Drake: Tell me about yourself. Where are you from originally?
I was born in Lima, Peru, and come from a family of six.
My identical twin brother and I were the youngest two children. My father worked for the Shell Corporation and we moved to the United States when I was 5 years old. We spoke Spanish at home.
My immediate family currently lives in Maryland. My twin, Father Richard Scott, is also a priest. He serves the Archdiocese of Washington, D.C.
I understand that you fell away from your faith?
As a young boy I knew Christ, but between the ages of 15 and 20, I started living a lifestyle that wasn't in accord with my Catholic faith. The harder I would party, the deeper emptiness I felt. I wasn't a happy young man.
In 1980, I had an encounter that charismatics would describe as the baptism of the Holy Spirit. Basically, I told Jesus, “I don't know who you are but I give you my life.” For the following week I would awake at 12:30 a.m. each night and felt an overwhelming sense of God's presence. I knew that he died for me and that he loved me deeply and that he was calling me to a conversion.
Shortly after this experience my brother-in-law, who had left the Catholic Church, noticed the change in my life and he began posing questions and objections about Catholicism. While I was reading the Bible with great zeal, I found that I didn't know how to answer him. I had never been catechized.
I was convinced of the errors of Catholicism and felt the Church had lied to me. I became a fundamentalist. I began asking my parents the same questions. My father told me that as long as I lived under his roof I had to still attend Mass with the family.

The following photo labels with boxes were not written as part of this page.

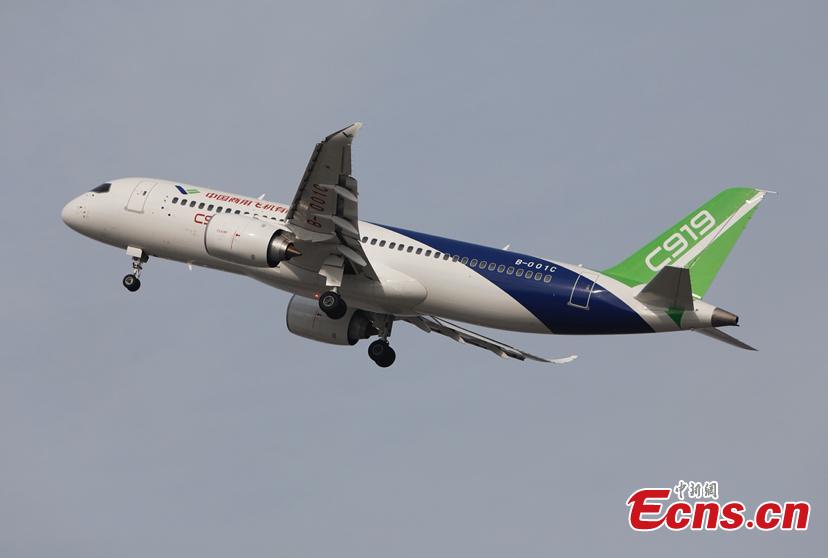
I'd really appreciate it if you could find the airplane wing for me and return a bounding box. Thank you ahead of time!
[402,316,578,364]
[693,327,757,351]
[286,122,376,287]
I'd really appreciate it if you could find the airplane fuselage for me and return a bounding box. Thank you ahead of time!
[62,178,714,334]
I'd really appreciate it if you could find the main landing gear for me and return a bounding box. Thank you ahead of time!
[368,314,397,368]
[368,339,397,368]
[319,291,348,320]
[319,290,397,368]
[121,247,149,293]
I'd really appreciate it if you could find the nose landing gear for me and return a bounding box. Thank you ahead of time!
[121,246,149,293]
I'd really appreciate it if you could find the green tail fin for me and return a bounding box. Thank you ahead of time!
[603,188,766,297]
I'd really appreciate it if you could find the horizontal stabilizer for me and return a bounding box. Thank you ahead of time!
[635,265,693,310]
[693,327,756,351]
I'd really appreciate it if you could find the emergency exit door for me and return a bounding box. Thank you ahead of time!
[126,180,156,213]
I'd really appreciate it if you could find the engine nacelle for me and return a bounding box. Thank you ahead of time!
[287,295,377,345]
[204,213,301,267]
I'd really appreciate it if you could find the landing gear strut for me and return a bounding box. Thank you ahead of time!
[319,291,348,320]
[121,247,149,293]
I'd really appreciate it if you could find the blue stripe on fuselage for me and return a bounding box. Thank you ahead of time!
[379,225,653,334]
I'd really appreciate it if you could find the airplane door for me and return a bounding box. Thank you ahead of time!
[569,273,598,310]
[126,180,156,213]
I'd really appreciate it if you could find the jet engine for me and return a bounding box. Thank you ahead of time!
[204,213,302,267]
[287,295,378,345]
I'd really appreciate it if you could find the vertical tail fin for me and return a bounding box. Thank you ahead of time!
[603,188,766,297]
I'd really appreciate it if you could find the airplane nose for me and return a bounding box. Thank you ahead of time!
[60,199,83,230]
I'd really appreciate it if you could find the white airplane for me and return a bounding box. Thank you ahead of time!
[62,123,765,367]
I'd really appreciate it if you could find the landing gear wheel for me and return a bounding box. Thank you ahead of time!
[319,291,348,320]
[122,274,141,293]
[368,339,397,368]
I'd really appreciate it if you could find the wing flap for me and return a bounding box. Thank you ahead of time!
[403,316,578,364]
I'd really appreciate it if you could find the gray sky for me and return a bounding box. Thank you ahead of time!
[0,0,828,558]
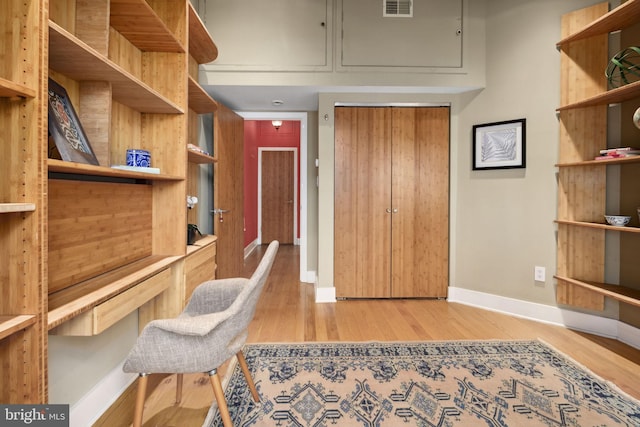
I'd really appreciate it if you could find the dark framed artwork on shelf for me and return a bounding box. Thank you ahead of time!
[473,119,526,170]
[48,78,99,165]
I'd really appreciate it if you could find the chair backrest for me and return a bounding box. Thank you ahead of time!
[229,240,280,330]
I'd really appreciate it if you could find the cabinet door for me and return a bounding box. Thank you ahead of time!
[213,104,244,279]
[334,107,391,298]
[391,107,449,298]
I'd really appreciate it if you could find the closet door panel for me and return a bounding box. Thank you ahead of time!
[334,107,391,298]
[391,107,449,298]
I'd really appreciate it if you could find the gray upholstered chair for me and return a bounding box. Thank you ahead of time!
[123,241,279,427]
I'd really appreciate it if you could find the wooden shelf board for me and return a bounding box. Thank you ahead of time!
[47,159,185,181]
[554,276,640,307]
[48,255,183,329]
[189,2,218,64]
[189,76,218,114]
[49,21,184,114]
[0,203,36,213]
[556,0,640,48]
[555,219,640,233]
[0,77,36,98]
[187,234,218,255]
[187,150,218,164]
[556,156,640,168]
[0,314,36,340]
[109,0,184,53]
[557,79,640,111]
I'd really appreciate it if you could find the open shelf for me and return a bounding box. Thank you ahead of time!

How did you end up becoming a priest?
I was anti-Catholic because that is what I was being fed. I started dating a Hispanic woman and together we began attending a weekly Catholic prayer group that was an offshoot of Communion and Liberation. Through that group I met three priests from Spain that lovingly and zealously explained the faith to me. These priests were scholars and they lived their priesthood.
It was exciting to see priests that loved the Pope and were on fire for their faith. I was shocked to see how thoroughly Catholic they were — praying the rosary, reading Scripture, studying the Church Fathers. This experience was something entirely new to me in Catholic circles and I felt drawn to them. I couldn't wait to attend each week.
My girlfriend and I had a very Christ-centered relationship. I was working as a commercial artist and had asked her to marry me. She said Yes. Before making our engaged encounter weekend we decided to attend a retreat with these priests and nun friends from Communion and Liberation.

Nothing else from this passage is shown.